Facebook

Nun ist zu lesen, dass Arbeitnehmer gekündigt werden, weil sie ihr Kollegen und / oder Vorgesetzten und / oder ihren Arbeitgeber bei Facebook kritisieren und / oder beleidigen.

Seltsam:

Wir scheinen so sehr im „virtuellen Zeitalter“ angekommen zu sein, dass Meinungen Menschen nur noch über das Internet erreichen – nicht mehr in einem unmittelbaren Gespräch.

Und ebenfalls scheint es so zu sein, dass Menschen sich als so hilflos empfinden, dass sie ihr Unwerturteil und ihre Wut, ihre Agressionen dem Internet anvertrauen – anstatt das Problem zu erkennen, und es in einem Dialog einer Lösung zuzuführen.

Natürlich ist es falsch, Menschen und Organisationen zu beschimpfen und mit Recht ist dies strafbar; mit Recht hat Fehlverhalten auch Konsequenzen.

Aber:

Es ist doch bemerkenswert, dass wir in einem Alltag angekommen zu sein scheinen, in dem es nichts aussergewöhnliches ist, dass Menschen nicht (mehr) dazu in der Lage sind, mit Stressoren angemessen umzugehen.

Leider wird in diesen „Skandal“-Fällen gerade nicht berichtet, was für ein Umgang(ston) am Arbeitsplatz herrscht, wie Arbeitgeber und Kollegen miteinander umgehen.
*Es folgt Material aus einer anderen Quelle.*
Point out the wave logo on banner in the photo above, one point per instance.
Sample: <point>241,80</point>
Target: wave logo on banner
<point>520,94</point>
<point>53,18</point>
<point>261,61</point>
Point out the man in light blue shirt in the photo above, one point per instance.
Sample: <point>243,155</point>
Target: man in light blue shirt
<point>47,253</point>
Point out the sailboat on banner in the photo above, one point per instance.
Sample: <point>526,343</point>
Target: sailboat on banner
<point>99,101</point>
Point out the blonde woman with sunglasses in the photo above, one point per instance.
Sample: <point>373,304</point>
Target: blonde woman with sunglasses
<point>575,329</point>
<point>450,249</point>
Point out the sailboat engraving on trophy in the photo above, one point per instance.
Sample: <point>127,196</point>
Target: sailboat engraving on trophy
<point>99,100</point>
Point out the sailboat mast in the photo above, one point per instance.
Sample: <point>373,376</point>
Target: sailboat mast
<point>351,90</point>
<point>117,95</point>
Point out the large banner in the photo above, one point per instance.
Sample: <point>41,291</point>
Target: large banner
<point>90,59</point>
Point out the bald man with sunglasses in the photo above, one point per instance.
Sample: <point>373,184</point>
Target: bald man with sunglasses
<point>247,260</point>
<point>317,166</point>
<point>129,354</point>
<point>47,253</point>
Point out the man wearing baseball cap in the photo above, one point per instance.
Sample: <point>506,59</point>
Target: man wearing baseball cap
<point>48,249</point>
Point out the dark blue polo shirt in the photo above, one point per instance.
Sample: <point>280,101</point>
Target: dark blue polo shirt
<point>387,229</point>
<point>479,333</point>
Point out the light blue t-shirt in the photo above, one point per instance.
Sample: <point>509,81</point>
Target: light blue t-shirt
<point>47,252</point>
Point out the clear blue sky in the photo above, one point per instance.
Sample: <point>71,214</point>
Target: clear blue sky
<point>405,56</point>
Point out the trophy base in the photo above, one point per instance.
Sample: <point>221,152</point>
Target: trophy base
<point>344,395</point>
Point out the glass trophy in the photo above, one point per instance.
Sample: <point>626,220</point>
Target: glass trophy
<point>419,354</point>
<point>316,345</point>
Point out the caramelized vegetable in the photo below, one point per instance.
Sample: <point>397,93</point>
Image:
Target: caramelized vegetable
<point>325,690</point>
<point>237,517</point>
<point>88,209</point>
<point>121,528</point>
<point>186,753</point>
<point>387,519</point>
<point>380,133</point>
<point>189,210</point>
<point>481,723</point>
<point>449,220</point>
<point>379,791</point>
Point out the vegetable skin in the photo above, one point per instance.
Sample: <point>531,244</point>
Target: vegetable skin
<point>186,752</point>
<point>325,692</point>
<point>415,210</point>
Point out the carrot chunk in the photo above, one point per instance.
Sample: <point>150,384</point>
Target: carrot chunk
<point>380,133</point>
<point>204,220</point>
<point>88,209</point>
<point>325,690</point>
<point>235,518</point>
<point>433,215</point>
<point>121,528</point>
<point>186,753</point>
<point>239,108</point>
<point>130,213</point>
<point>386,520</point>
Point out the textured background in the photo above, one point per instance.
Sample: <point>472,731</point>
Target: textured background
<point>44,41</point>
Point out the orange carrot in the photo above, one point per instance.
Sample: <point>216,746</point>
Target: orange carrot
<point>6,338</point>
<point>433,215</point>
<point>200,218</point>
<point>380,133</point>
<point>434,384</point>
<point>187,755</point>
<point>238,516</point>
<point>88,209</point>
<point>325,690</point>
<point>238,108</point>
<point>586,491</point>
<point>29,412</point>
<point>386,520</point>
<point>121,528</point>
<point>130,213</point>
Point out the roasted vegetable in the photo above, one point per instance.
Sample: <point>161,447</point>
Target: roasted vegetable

Weil jedoch der Druck im Arbeitsleben zunimmt, steht zu befürchten, dass man dort wird einen Zusammenhang herstellen können.

Natürlich ist dies keine Rechtfertigung – wie auch?

Das eigentlich Erschreckende ist jedoch, dass der Schrecken eine Herkunft hat, und diese Herkunft ufert aus.